Does it really matter who does the "uncovering"? Security through not-being-paid-by-the-FBI is not security.
So, the FBI paid someone to unmask TOR users, just like anyone could have paid anyone else to unmask TOR users. So what?
There are two issues here and neither of them are really with the FBI.
1. It is possible to unmask TOR users. This means that TOR is not fit for purpose. No further use or discussion of TOR is necessary. It is not capable of delivering what it promises on the tin.
2. CMU "researchers" are willing to be bad actors for a price. If you want to take issue with them, you would be justified.
The FBI paying someone to do what the FBI does, is not the fucking point. Don't allow yourself to be misdirected away form the fact that TOR is not fit for purpose.
'Consultants' perform wide-scale, warrantless, attack against large number of individuals not even suspected of wrongdoing on behalf of FBI under the guise of 'research'(probably not IRB approved); FBI thanks them for their assistance and introduces the fruits of an operation that would have been dubiously legal in scope even with a warrant; much less without one.
I'm the first to complaint about warrantless search of Americans, but I don't think this qualifies. If you're going to install software on computers you don't own in order to capture information, you need a warrant. If you're going to ask a private company to hand over data on their users, you need a warrant. If you're going to capture information that passes through your own hardware, even if it's encrypted, that's fair game. If you find a way to break the anonymizing network by creating your own fake relays to do it, as far as my judgement goes, the data was yours to play with, because it passed through your relays, and the research was legitimate, because you did find a flaw on the network.
The only thing I see wrong with this entire operation is that we have laws against what people can or can't take.
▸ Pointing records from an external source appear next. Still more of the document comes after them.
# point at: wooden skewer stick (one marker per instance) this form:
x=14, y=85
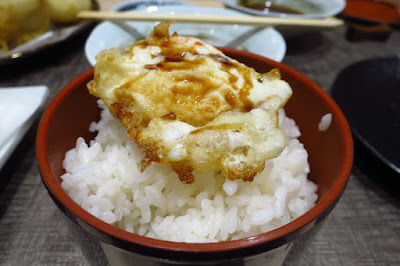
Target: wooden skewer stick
x=325, y=23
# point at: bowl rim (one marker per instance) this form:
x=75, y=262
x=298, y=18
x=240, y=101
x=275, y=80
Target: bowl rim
x=322, y=205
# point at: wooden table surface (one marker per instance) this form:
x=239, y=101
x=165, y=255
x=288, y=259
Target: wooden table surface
x=363, y=229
It's their life, their bodies, their decision, and the FBI is wasting resources going after people who pose no danger to society (at least as far as Silk Road 2.0. The first Silk Road had the guy in charge trying to hire a hit man. Definitely not just a drugs thing. The investigation was legit, the research was legit, and it gives the Tor Project something to think about as far as improving their network.
A university is not a government agency with special powers against other citizens.
Law enforcement ist allowed to do these things only with the approval of the judiciary too. Which they apparently didn't get. 4th amendment, computer security laws and all thoes pesky things.
Sure but this isn't just about making the FBI play nice and stop cheating. This is about a bunch of defendants at risk of being convicted on evidence that should not be admissible without a warrant or that was only subsequently obtainable because of the information illegally obtained without a warrant and therefore also should not be admissible.
No, it's not about the defendants. The defendants did something illegal. That's about drug policy.
This is about everyone *other* than the defendants, who might be the victim of an illegal search by the state tomorrow.
Courts don't exclude evidence obtained from an illegal search in order to protect defendants. They do it to protect everyone else. They don't have the physical power to make police act legally on the street (cops have to consent to do that), but they do have the power to let defendants go when the cops violate the Constitution. That makes cops mad, so the cops want to follow the Constitution to avoid letting criminals go.